Move please! I just want to feel you move!

I never regretted buying my Doppler. It reassured me everyday, for 17 days, that K was still alive. I debated selling it now that I feel him move a lot everyday and thought about it just this morning when I got up because I saw it sitting on my nightstand.

I'm glad I didn't sell it.

This morning was the last time I remembered K moving. I had a busy day with two shoots in the morning, then shopping at Target and then the gym. It wasn't until we were driving to get my in-laws that I realized it was a while since I felt him move. Seeing as K moves more than the average bear this kind of freaked me out. I figured because we were driving in the car and I was sitting I would feel him. Nothing. We get to my in-laws and get the kids and still nothing. I drank cold water. Nothing. I started to freak out inside. I didn't let Kyle know just how scared I was. The drive home took forever. Once we got home I drank some OJ and put the dishes away. Nothing still. I drank more and laid on the couch. Nothing.
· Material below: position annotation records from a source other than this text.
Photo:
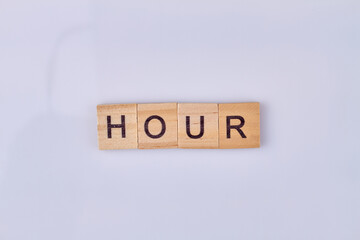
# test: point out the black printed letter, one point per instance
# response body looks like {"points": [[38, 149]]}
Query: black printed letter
{"points": [[163, 126], [201, 128]]}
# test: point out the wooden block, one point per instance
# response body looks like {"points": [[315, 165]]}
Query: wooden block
{"points": [[239, 125], [198, 125], [157, 125], [117, 126]]}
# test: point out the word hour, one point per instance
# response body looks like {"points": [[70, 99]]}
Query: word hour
{"points": [[179, 125]]}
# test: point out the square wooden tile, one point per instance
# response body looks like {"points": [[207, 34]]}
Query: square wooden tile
{"points": [[157, 125], [117, 126], [239, 125], [198, 125]]}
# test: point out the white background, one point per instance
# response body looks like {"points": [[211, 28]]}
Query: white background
{"points": [[299, 59]]}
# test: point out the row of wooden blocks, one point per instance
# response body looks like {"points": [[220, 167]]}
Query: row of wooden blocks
{"points": [[179, 125]]}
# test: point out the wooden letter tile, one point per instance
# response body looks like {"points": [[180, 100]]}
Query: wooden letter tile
{"points": [[157, 125], [239, 125], [117, 127], [198, 125]]}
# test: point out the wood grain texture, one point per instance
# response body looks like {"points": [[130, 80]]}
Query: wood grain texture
{"points": [[117, 113], [250, 115], [165, 111], [190, 135]]}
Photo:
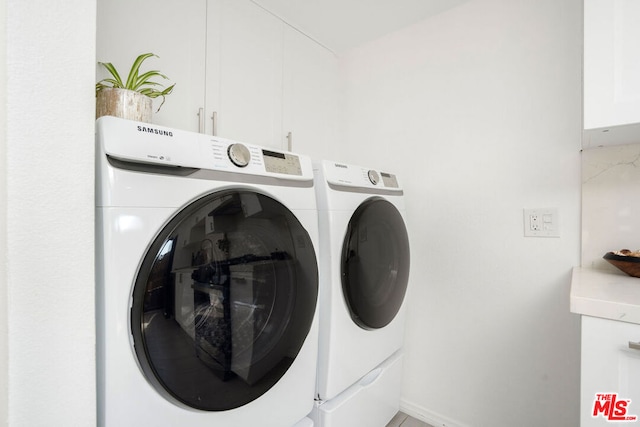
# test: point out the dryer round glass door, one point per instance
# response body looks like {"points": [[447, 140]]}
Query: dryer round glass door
{"points": [[375, 263], [224, 300]]}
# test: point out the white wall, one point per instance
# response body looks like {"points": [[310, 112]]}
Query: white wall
{"points": [[47, 196], [3, 219], [478, 110]]}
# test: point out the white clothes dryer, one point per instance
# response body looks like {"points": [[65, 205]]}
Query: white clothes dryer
{"points": [[207, 280], [364, 273]]}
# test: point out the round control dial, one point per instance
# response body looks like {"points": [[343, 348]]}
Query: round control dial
{"points": [[239, 155], [374, 177]]}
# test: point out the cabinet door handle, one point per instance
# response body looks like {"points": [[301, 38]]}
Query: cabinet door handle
{"points": [[201, 120], [214, 122], [289, 141]]}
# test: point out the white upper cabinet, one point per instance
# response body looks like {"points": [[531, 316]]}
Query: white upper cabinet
{"points": [[174, 30], [250, 84], [611, 70], [240, 72], [310, 104]]}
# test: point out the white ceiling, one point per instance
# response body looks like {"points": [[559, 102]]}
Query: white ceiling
{"points": [[343, 24]]}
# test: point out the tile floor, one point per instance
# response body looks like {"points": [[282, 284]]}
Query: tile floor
{"points": [[403, 420]]}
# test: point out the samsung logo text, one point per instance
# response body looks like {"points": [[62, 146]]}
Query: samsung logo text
{"points": [[155, 131]]}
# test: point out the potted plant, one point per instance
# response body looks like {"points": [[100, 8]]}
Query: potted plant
{"points": [[130, 99]]}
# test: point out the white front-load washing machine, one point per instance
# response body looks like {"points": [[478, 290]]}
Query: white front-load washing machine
{"points": [[207, 280], [364, 274]]}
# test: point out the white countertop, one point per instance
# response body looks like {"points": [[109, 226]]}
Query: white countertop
{"points": [[601, 293]]}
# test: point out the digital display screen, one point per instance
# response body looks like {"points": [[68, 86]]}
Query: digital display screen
{"points": [[273, 154]]}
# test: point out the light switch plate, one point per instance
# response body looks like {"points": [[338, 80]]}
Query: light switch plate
{"points": [[541, 222]]}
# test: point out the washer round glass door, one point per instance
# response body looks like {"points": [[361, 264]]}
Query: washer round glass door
{"points": [[224, 300], [375, 263]]}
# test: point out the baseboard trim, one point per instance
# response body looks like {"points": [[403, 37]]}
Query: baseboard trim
{"points": [[429, 417]]}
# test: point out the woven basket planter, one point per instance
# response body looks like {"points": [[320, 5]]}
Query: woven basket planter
{"points": [[124, 103]]}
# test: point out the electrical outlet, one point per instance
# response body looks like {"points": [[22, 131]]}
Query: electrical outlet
{"points": [[541, 222]]}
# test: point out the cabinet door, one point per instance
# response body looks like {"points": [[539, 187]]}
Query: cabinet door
{"points": [[174, 30], [611, 63], [609, 366], [310, 101], [250, 104]]}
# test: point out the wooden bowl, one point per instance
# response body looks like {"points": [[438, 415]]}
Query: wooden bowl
{"points": [[628, 264]]}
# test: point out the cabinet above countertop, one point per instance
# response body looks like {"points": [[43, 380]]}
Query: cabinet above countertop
{"points": [[605, 294], [611, 75]]}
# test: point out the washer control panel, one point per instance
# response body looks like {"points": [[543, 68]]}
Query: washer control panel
{"points": [[136, 142], [285, 163], [373, 177]]}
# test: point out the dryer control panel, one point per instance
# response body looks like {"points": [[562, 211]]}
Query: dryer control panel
{"points": [[346, 175]]}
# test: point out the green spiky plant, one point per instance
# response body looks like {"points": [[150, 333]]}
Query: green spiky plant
{"points": [[135, 81]]}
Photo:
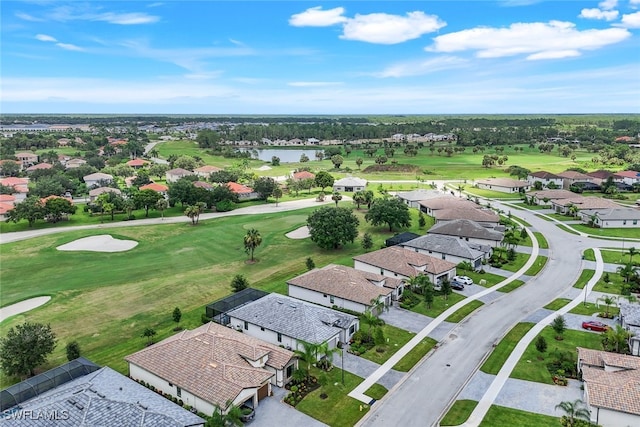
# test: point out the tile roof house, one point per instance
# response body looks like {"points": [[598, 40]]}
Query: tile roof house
{"points": [[611, 218], [174, 175], [611, 387], [545, 178], [83, 394], [412, 198], [213, 365], [401, 263], [448, 248], [350, 184], [630, 320], [503, 185], [287, 321], [343, 287]]}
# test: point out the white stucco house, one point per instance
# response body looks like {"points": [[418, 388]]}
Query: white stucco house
{"points": [[286, 321], [213, 366]]}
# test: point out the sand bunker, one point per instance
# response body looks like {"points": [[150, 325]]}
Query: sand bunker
{"points": [[300, 233], [22, 307], [103, 243]]}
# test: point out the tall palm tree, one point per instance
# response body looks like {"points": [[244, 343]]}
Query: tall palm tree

So many thoughts ran through my mind. We have already been through so much, I couldn't handle this. While Kyle was cooking dinner I snuck upstairs. I had tears in my eyes thinking I might not hear his heartbeat. I put the Doppler on my tummy and nothing. I could hear my heartbeat but I couldn't find his. After a good 3 minutes of searching I found out. The moment I heard it he started kicking the wand like mad! Pretty much the best feeling ever.

If something were wrong I don't know if I could even handle it. I am so madly in love with this baby. With my son. I can't lose it. I just can't. We have have already been through so much with him. We already thought we were going to lose him once.

Maybe I am over reacting. Maybe. Maybe I am going to be on extra high alert because of what we already been through.  Either way I am not selling my Doppler until I am holding my boy in my arms.